Hak sevgisinin şafağı ışık saçınca canlar göğe yükselir ışığın
ardınca. Hak aşığı öyle bir yerlere varır ki dostu görür her soluğu
verip alınca.
Aynel yakın mertebesine mürşitsiz olarak girmek çok tehlikelidir.
Derviş gördüğü ya da gördüğünü zannettiği tecelliler karşısında
kolaylıkla yolunu kaybedebilir. Bu yüzden derviş tanrıyla ilgili
bilişini bir mürşidin yardımıyla görüş haline getirmelidir.
Sakin kendin gibi belleme. Baştan başa bakıştır, görüştür,
sessizliktir o. Duyacak bir kulağın varsa gerçek şudur. Hakka
ulaşmak özünden geçmekle olur. Seziş ve görüş evrenine varınca sus.
O da dille dudak susar, yalnız göz konuşur.
Ancak hala bir ikilik söz konusudur. Tasavvufi deyimle bir sevilen
bir de seven vardır. Yani insan ve ikiliği devam etmektedir. İnsan
nefsindeki her çeşit bencillik belirtisini her türlü sahip olma
isteğini en ufak bir gurur kırıntısını bile silip atınca, Allah’a
ulaşma isteği dahil her türlü istek ve arzudan arınınca bir hic
olunca ego nefs tamamiyle ortadan kalkar.
Kendimiz zannettiğimiz bu yapay ben ortadan kalkınca sıradan
insanlarda hiç bilinmeyen bir yaşam tarzı baş gösterir. Aklını
topla ey görünüşe aldanan bil ki bir dost saklar gönlünde yatan şu
can. Can duygunun özüdür, duyguysa bedenin bedenden duygudan candan
genç odur kalan.
İşte bu hakkel yakındir. Üçüncü aşamadır. Artık kişi hissedilen ve
görülen şeyin ta kendisi olmuştur.
Aşk geldi derimin damarlarımın içine kan gibi oldu. Beni benden
boşaltarak dostla doldu. Vücudumun bütün zerrelerini dost kapladı.

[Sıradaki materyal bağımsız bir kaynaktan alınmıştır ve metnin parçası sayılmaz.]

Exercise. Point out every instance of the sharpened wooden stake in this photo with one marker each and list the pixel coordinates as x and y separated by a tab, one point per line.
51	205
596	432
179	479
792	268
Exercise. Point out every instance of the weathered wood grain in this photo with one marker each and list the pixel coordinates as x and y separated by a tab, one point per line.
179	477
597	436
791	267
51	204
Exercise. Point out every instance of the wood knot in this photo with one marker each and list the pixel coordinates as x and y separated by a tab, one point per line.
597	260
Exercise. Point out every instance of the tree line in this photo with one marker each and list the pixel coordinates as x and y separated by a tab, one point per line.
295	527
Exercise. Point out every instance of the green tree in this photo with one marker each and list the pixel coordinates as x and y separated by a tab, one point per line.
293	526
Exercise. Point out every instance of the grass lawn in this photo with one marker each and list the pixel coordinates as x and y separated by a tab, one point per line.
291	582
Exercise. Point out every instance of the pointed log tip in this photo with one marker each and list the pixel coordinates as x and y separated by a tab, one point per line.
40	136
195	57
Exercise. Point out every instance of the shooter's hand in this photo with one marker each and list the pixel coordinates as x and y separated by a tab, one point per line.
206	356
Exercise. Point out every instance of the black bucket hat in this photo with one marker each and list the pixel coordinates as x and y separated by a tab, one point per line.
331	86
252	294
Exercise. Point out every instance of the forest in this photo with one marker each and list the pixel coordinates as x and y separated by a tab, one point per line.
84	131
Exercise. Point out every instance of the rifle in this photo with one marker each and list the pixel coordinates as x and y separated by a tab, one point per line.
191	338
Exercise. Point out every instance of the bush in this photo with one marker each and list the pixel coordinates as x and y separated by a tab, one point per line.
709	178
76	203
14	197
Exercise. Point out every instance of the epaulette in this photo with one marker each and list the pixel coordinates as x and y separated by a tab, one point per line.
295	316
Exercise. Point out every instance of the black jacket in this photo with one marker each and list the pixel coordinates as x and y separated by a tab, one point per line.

Benden bana bir ad kaldı. Bi geri kalan o oldu. Kişi artık
evliyalık mertebesine ulaşmıştır. Bu mertebeye ulaşmış kişi
tekamülünü tamamlamış, potansiyelini gerçekleştirmiş, insanı kamil
olmuş tanrının bilincini yansıtmaya başlamıştır. Yani en başa
dönmüş evrenin oluşumundan önceki makamına yükselmiştir.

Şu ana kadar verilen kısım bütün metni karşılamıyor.